Did you grill out this Memorial Day weekend? Chances are it cost you more than it did in the past.
"We've been spoiled in the U.S. and in Naperville for a while," says local grocer Dan Casey, of Casey's Foods.
American families, already pinched by soaring energy costs, are taking another big hit to household budgets as food prices increase at the fastest rate since 1990.
After nearly two decades of low food inflation, prices for staples such as bread, milk, eggs, and flour are rising sharply, surging in the past year at double-digit rates, according to the Labor Department. Milk prices, for example, increased 26 percent over the year. Egg prices jumped 40 percent.
Escalating food costs could present a greater problem than soaring oil prices for the national economy since the average household spends three times as much for food as for gasoline. Food accounts for about 13 percent of household spending compared with about 4 percent for gas.
As with energy, higher food costs cut into discretionary income that buys everything from cars to computers to movie tickets and drives the consumer-based US economy. Falling home values and a faltering stock market have battered consumer confidence, spurring a retrenchment in spending that
is contributing to recent job losses and pulling the economy toward recession.
Many analysts and local store owners expect consumers to keep paying more for food. Wholesale food prices, an indicator of where supermarket prices are headed, rose last month at the fastest rate since 2003, with egg prices jumping 60 percent from a year ago, pasta products 30 percent, and fruits and vegetables 20 percent, according to the Labor Department.
Local stores are hit hardest by these wholesale cost increases.
Retail food prices based on the Consumer Price Index for foods saw their largest increase in 17 years, 4 percent, in 2007, according to figures provided by the Food Marketing Institute, a retail trade group.

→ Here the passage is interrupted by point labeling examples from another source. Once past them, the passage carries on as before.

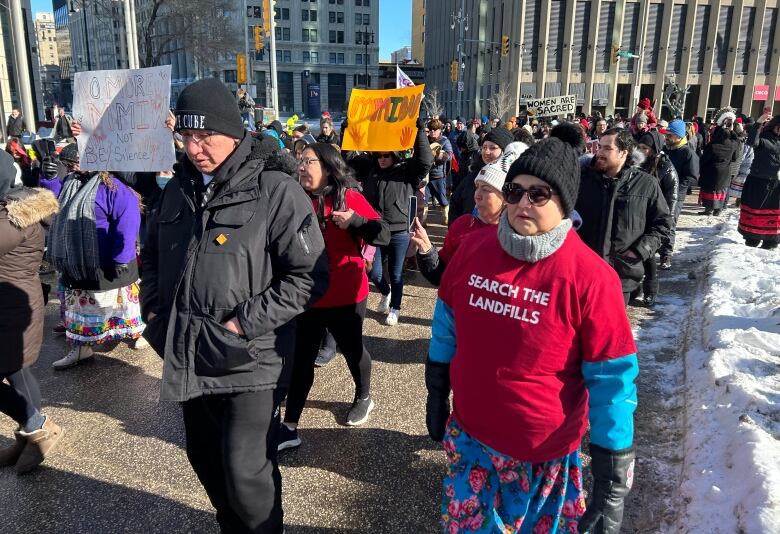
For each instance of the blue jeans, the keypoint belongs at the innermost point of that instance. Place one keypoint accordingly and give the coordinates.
(395, 253)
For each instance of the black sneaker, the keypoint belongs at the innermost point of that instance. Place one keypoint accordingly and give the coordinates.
(324, 357)
(288, 439)
(358, 413)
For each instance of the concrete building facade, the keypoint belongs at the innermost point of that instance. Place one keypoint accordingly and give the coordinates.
(48, 57)
(726, 51)
(418, 31)
(9, 84)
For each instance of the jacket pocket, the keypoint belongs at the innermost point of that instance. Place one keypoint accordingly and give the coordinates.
(628, 269)
(220, 352)
(155, 333)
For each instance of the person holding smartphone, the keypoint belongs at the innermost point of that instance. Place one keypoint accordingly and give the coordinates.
(388, 181)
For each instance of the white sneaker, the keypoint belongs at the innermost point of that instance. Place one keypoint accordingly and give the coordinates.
(74, 357)
(384, 304)
(392, 317)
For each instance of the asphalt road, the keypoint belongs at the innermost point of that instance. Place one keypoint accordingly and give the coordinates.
(121, 467)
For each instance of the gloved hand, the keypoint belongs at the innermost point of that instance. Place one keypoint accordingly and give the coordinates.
(613, 475)
(437, 407)
(121, 269)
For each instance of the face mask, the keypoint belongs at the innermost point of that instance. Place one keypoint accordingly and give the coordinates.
(162, 180)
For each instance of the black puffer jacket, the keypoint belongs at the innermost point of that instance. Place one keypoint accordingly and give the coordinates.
(624, 213)
(717, 159)
(462, 201)
(248, 247)
(686, 163)
(388, 190)
(766, 152)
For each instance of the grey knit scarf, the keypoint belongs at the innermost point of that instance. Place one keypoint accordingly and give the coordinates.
(73, 237)
(531, 248)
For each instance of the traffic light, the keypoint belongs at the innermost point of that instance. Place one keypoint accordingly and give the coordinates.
(615, 53)
(258, 38)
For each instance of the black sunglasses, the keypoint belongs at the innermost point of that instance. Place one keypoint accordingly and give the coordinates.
(538, 195)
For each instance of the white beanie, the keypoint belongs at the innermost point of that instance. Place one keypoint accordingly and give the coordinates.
(494, 174)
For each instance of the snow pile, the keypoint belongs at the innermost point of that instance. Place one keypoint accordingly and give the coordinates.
(732, 449)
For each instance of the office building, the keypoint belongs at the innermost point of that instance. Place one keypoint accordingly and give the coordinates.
(9, 85)
(726, 51)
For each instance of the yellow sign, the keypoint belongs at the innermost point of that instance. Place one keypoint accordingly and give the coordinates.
(240, 68)
(382, 120)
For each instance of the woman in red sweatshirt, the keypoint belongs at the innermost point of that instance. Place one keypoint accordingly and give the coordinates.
(347, 221)
(531, 334)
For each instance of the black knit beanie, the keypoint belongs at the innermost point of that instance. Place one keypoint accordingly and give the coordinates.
(500, 136)
(209, 105)
(556, 161)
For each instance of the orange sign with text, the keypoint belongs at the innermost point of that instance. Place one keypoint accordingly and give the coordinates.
(382, 120)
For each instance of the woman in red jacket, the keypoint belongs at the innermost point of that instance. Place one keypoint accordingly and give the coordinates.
(347, 221)
(531, 333)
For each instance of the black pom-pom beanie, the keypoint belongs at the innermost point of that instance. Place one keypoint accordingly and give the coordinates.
(556, 161)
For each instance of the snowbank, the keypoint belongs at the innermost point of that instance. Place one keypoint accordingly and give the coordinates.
(732, 446)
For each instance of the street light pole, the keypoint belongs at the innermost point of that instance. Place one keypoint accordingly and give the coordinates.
(20, 58)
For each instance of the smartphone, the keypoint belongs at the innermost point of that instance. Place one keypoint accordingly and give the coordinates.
(411, 214)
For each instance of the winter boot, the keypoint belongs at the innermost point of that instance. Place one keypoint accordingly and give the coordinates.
(73, 357)
(10, 455)
(39, 443)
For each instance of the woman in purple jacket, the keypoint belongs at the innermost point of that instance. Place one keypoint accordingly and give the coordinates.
(93, 247)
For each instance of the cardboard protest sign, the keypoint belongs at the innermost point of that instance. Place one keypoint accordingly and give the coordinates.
(554, 105)
(122, 115)
(382, 120)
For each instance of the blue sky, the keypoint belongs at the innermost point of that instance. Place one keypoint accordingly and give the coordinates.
(395, 23)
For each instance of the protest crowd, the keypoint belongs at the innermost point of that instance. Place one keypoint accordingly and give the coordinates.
(249, 263)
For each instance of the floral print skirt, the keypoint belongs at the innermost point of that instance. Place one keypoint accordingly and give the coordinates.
(94, 317)
(488, 492)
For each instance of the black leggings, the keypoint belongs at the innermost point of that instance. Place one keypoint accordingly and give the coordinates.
(345, 323)
(20, 399)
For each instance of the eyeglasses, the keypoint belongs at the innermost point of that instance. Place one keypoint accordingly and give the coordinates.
(538, 195)
(203, 137)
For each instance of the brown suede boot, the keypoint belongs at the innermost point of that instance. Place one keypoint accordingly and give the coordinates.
(10, 455)
(38, 445)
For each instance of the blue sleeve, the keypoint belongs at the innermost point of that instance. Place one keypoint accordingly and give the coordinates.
(442, 347)
(612, 400)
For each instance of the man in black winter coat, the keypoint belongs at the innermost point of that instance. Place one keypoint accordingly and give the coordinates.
(233, 256)
(686, 163)
(624, 215)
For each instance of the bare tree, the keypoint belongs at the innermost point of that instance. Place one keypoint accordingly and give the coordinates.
(203, 28)
(433, 107)
(500, 103)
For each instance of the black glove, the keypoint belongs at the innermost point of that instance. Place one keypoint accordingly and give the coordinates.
(613, 474)
(437, 408)
(121, 269)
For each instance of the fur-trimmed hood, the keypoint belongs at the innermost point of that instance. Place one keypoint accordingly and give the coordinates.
(27, 206)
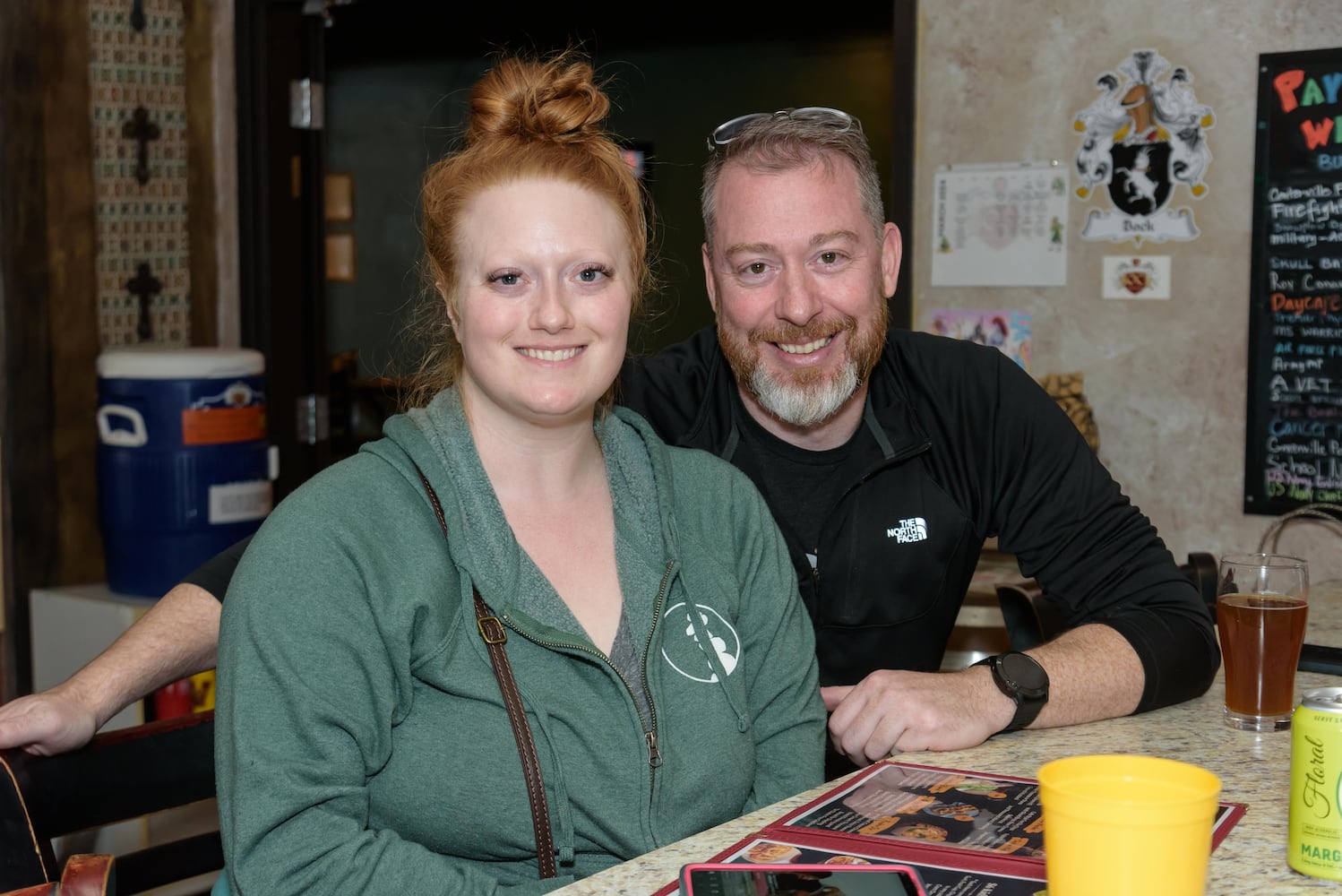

And projections for 2008 are just as dismal, with food prices expected to rise 3 to 4 percent again. Bargain hunting has become more of a mainstay as shoppers try to stretch an ever-tightening budget.
And with these continued increases local retailers, for the most part, are trying to shield customers from the brunt of the rising prices. But the stores are losing their grip and won't be able to absorb costs and keep prices down.
Longtime Naperville grocer Casey's Foods is one of those retailers.
In the 17 years store manager Kevin Killelea has worked for Casey's, he says he has never seen prices across the board inflate quite this much.
For example, last year, Casey's shoppers paid $2.29 for a bag of wheat flour; this year it's $3.28.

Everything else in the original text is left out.